Abhanga 1717
For today: let there be many wicked — to us, their slander is a favor; they do the washing of our sins — without even charging us for the soap; they are the free-laborers — they carry our karmic-burden; we cross to the other-shore — Tuka says — they themselves go to narka by their own slander.
The verse
असो खळ ऐसे फार । आम्हां त्यांचे उपकार ॥१॥ करिती पातकांची धुनी । मोल न घेतां साबनीं ॥ध्रु.॥ फुकाचे मजुर । ओझें वागविती भार ॥२॥ पार उतरुन म्हणे तुका । आम्हां आपण जाती नरका ॥३॥
Literal translation
English: Let there be wicked — many — to us, their upakāra. They do the washing of (our) pātakas — without taking money for soap. Free laborers — they carry the burden. Crossing-the-shore — Tuka says — we (ourselves cross), they themselves go to narka.
Word-by-word gloss
| Marathi | Meaning |
|---|---|
| असो खळ ऐसे फार | "let there be — wicked — many" |
| आम्हां त्यांचे उपकार | "to us — their upakāra" |
| करिती पातकांची धुनी | "they do — of pātakas — washing" |
| मोल न घेतां साबनीं | "no money taken — for soap" |
| फुकाचे मजुर | "free laborers" |
| ओझें वागविती भार | "they carry — the burden" |
| पार उतरुन म्हणे तुका | "crossing-the-shore — Tuka says" |
| आम्हां आपण जाती नरका | "we ourselves — they themselves go — to narka" |
What it means
Wicked-as-our-soap + cross-shore-while-they-go-to-narka abhang. One of Tukaram's most-striking ironic-anti-slanderer abhangs.
The opening claim: asō khaḷa aisē phāra — āmhām tyāñcē upakāra — let there be wicked — many — to us, their upakāra (favor). The more wicked the better — they're doing us a favor.
The free-soap-wash: karitī pātakāñcī dhunī — mōla na ghētām sābanīm — they do the washing of pātakas — without taking money for soap. Sābana = soap; dhunī = the laundry-washing. The brilliant-image: the wicked who slander-us are doing our laundry — washing-our-pāpas — and not even charging-us-for-the-soap. (= unjust-suffering caused-by-the-wicked discharges-our-karma; their slander is pāpa-cleansing.)
The free-laborers: phukācē majura — ōjhē vāgavitī bhāra — free laborers — they carry the burden. Phukā = free, gratis; majūra = laborer, hired-worker. They are the free-laborers carrying-the-load (= our karma-load).
The closing-irony: pāra utaruna mhaṇē Tukā — āmhām āpaṇa jātī narakā — crossing-the-shore — Tuka says — we (cross), they themselves go to narka. Pāra utaraṇē = to cross to the other-shore (= to attain liberation-from-samsāra). We-cross-the-shore (free of our karmic-burden because they removed it); they themselves (by-their-slander-karma) go to narka. (Striking-formulation: the wicked-pāpa-cleansers do their work for free, and end up in narka by their own-slander while we get to cross.)

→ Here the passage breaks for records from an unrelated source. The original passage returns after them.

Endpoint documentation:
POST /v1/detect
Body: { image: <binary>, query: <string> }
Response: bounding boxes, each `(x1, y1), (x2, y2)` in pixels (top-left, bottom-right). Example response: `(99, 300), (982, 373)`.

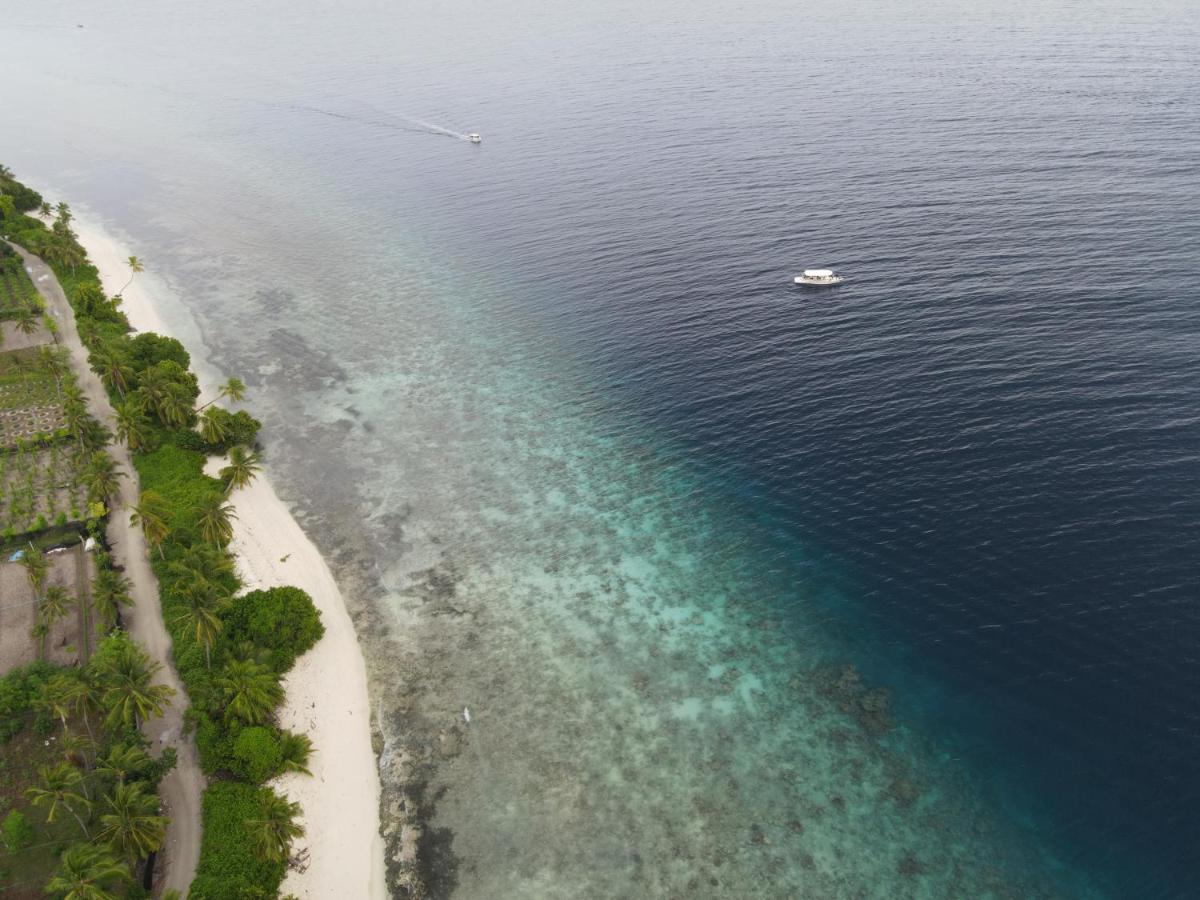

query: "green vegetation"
(0, 652), (175, 896)
(0, 170), (324, 900)
(0, 244), (41, 320)
(188, 781), (284, 900)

This abhang inverts the natural-resentment-of-slander into grateful-thanksgiving for unwitting-karma-cleansers. One of the most psychologically-redirecting statements in the gatha.
[T]
For someone today
For today: let there be many wicked — to us, their slander is a favor; they do the washing of our sins — without even charging us for the soap; they are the free-laborers — they carry our karmic-burden; we cross to the other-shore — Tuka says — they themselves go to narka by their own slander.
Where this applies
- Wicked-many-our-favor.* Khaḷa-phāra-āmhām-upakāra.
- Wash-pātakas-no-soap-money.* Pātakāñcī-dhunī-sābanī-mōla-na.
- Free-laborers-carry-burden.* Phukā-majura-ōjhē-bhāra.
- We-cross-they-go-to-narka.* Pāra-utaruna-narakā-jātī.